Journal of Fluid Mechanics

On the boundary layer arising in the spin-up of a stratified fluid in a container with sloping walls

P. W. DUCK a1, M. R. FOSTER a2 and R. E. HEWITT a1
a1 Department of Mathematics, University of Manchester, Oxford Road, Manchester M13 9PL, UK
a2 Department of Aerospace Engineering, Applied Mechanics and Aviation, The Ohio State University, Columbus, OH, 43210, USA


In this paper we consider the boundary layer that forms on the sloping walls of a rotating container (notably a conical container), filled with a stratified fluid, when flow conditions are changed abruptly from some initial (uniform) state. The structure of the solution valid away from the cone apex is derived, and it is shown that a similarity-type solution is appropriate. This system, which is inherently nonlinear in nature, is solved numerically for several flow regimes, and the results reveal a number of interesting and diverse features.
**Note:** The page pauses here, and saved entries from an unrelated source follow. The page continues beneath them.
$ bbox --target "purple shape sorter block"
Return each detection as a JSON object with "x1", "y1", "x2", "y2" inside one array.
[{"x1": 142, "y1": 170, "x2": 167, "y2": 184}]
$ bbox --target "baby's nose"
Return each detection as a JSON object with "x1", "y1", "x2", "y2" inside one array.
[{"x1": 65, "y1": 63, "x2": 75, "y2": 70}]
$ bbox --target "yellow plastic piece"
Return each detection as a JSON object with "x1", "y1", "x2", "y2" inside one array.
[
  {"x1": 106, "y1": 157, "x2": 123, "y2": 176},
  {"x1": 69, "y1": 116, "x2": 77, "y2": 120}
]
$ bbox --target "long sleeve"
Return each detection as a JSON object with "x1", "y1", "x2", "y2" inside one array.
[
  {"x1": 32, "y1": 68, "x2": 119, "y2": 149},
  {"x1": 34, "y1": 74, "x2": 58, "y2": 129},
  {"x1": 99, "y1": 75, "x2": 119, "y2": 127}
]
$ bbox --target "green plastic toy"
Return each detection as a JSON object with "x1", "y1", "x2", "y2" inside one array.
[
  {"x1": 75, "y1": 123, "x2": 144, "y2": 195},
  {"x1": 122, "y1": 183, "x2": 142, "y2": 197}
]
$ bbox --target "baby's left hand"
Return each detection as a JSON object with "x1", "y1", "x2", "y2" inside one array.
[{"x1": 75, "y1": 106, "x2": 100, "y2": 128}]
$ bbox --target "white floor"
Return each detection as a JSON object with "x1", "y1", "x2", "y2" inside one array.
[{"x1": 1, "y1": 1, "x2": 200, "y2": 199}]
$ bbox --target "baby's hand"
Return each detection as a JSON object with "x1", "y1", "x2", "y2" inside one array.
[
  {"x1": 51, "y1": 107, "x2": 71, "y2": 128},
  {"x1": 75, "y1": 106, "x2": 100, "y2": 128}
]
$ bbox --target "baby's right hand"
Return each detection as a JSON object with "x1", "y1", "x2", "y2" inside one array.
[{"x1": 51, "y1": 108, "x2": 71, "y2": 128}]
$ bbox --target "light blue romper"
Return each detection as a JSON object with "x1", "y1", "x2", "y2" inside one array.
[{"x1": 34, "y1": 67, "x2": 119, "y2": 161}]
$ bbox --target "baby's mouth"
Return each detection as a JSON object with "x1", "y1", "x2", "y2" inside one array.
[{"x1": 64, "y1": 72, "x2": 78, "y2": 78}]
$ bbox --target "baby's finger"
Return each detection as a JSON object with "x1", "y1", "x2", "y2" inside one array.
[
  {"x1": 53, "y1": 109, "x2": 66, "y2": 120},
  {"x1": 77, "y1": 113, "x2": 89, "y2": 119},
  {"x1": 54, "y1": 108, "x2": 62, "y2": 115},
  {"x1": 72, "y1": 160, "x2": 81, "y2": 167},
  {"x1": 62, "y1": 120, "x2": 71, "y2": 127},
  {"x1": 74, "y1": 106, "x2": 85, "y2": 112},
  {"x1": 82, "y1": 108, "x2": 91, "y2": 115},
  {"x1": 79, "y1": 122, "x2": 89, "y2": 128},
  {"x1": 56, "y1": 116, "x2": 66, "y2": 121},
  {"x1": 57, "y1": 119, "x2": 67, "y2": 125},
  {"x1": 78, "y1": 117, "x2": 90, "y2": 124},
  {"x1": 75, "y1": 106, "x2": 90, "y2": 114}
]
In one case, a steady state is attained at large times inside the boundary layer. In a second case, a finite-time singularity occurs, which is fully analysed. A third scenario involves a double boundary-layer structure developing at large times, most significantly including an outer region that grows in thickness as the square-root of time.

We also consider directly the nonlinear fully steady solutions to the problem, and map out in parameter space the likely ultimate flow behaviour. Intriguingly, we find cases where, when the rotation rate of the container is equal to that of the main body of the fluid, an alternative nonlinear state is preferred, rather than the trivial (uniform) solution.

Finally, utilizing Laplace transforms, we re-investigate the linear initial-value problem for small differential spin-up studied by MacCready & Rhines (1991), recovering the growing-layer solution they found. However, in contrast to earlier work, we find a critical value of the buoyancy parameter beyond which the solution grows exponentially in time, consistent with our nonlinear results.

(Received December 13 1995)
(Revised October 24 1996)

Present address: Department of Civil Engineering, The University, Dundee DD1 4HN, UK.